It began with a 3D printer. It may end with factories in space.
In 2013, NASA announced it was collaborating with specialized 3D printing company Made in Space on a "Printing in Zero G Experiment" to see if 3D printers could print replacement machine parts, tools, and other equipment for use aboard the International Space Station (ISS).
One of the first items printed in space, says Made in Space, was a simple wrench -- needed to replace an astronaut's misplaced wrench. As it turned out, this was an ideal experiment for two reasons: First, because it demonstrated the advantages of being able to print a necessary item immediately and on-site, rather than being required to "phone home" to Houston and have a new wrench sent up by rocket.
And second, because of the potential cost savings. You see, getting anything physical from Earth to orbit -- be it a satellite or a computer or just a simple wrench -- costs a minimum of $5,000 per kilogram (2.2 pounds). But once it's possible to take raw materials collected "in space," and print them into new, finished items, the cost to orbit will shrink to the cost of emailing a set of instructions to the printer.
And there's a third advantage to manufacturing in space, too -- and it's a big one for investors.
You can't do that here
Turns out that one of the best reasons to manufacture things in space, is the fact that some things can only be manufactured in a zero-gravity environment -- which brings us to Varda Space Industries and Rocket Lab.

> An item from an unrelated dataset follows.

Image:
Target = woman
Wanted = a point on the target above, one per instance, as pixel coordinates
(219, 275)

S&P Global Market Intelligence shows that Varda Space, which operates out of a Los Angeles suburb just a few miles south of SpaceX, has already attracted $51 million in start-up money from venture capital firms. The company says its mission is to build "the world's first commercial zero-gravity industrial park" in orbit. Only there, says the company, are the conditions right for manufacturing "more powerful fiber optic cables" and "new, life-saving pharmaceuticals" that can't be produced on Earth.

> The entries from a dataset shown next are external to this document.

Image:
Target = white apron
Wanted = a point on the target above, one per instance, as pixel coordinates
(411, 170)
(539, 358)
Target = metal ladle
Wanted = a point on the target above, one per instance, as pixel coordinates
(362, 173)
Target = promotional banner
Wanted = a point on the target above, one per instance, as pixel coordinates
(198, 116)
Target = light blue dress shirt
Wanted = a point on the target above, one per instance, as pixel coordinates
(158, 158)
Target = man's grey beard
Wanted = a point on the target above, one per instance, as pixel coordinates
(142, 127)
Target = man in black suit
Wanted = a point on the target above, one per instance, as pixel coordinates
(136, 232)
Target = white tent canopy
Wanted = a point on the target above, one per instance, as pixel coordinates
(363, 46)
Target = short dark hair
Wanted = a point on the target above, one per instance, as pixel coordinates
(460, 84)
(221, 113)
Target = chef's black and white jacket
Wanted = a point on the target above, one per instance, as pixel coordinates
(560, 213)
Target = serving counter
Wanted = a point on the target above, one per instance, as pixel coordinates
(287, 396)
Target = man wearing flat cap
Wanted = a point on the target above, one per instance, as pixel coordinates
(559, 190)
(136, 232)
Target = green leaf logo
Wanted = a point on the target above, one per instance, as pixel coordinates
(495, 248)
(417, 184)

First, though, Varda needs to prove the concept. And for that, it turned to small rocket launcher and soon-to-be IPO Rocket Lab, currently known by its SPAC (special purpose acquisition company) name, Vector Acquisition Corp (VACQ).
As the companies announced last week, Varda has hired Rocket Lab to produce for it three, or possibly four, Photon spacecraft to carry its Varda "space factories" into orbit. Weighing in at just 120 kilograms (265 pounds) each, "factory" is probably a generous term, but Varda says that's big enough to permit each factory to crank out 40 kilograms (88 pounds) to 60 kilograms (132 pounds) of finished goods over the course of three months in orbit. Crucially, these factories will also include "re-entry modules" to return the products manufactured in space to Earth -- which is the ultimate goal of putting factories in space, after all.
Hold on a second...
"But wait!" you object. Even if Varda's space factories are able to successfully turn raw materials into finished products in space, won't they need to bring the raw materials along with them in the first place?
And the answer to that question is "yes." Similar to how things work with 3D printing on the ISS, Varda is going to have to pay to launch both the space factories themselves, and also the raw materials they will work with. So in this first attempt, at least, we won't see any immediate solution to the high cost of moving mass from Earth to orbit.
What it means for investors
That being said, Varda and Rocket Lab are still breaking new ground here, and blazing a trail toward the concept of putting factories in orbit. If they succeed, then the next logical step will be to begin hunting for raw materials already present in space (the moon being the most likely place to prospect). And with access to raw materials secured, Varda envisions a day when it might be building space factories as large as the ISS itself and manufacturing goods in zero gravity at scale.
At that point, it should be possible to cheaply manufacture unique products that can only be manufactured in space, and then deliver them down to Earth.
We're probably years, if not decades, away from seeing this become a reality. But once it happens, an entirely new space economy will be born, offering all sorts of new possibilities for investment. Varda's and Rocket Lab's mission will be one of the first baby steps toward making that happen -- and it will happen in Q1 2023.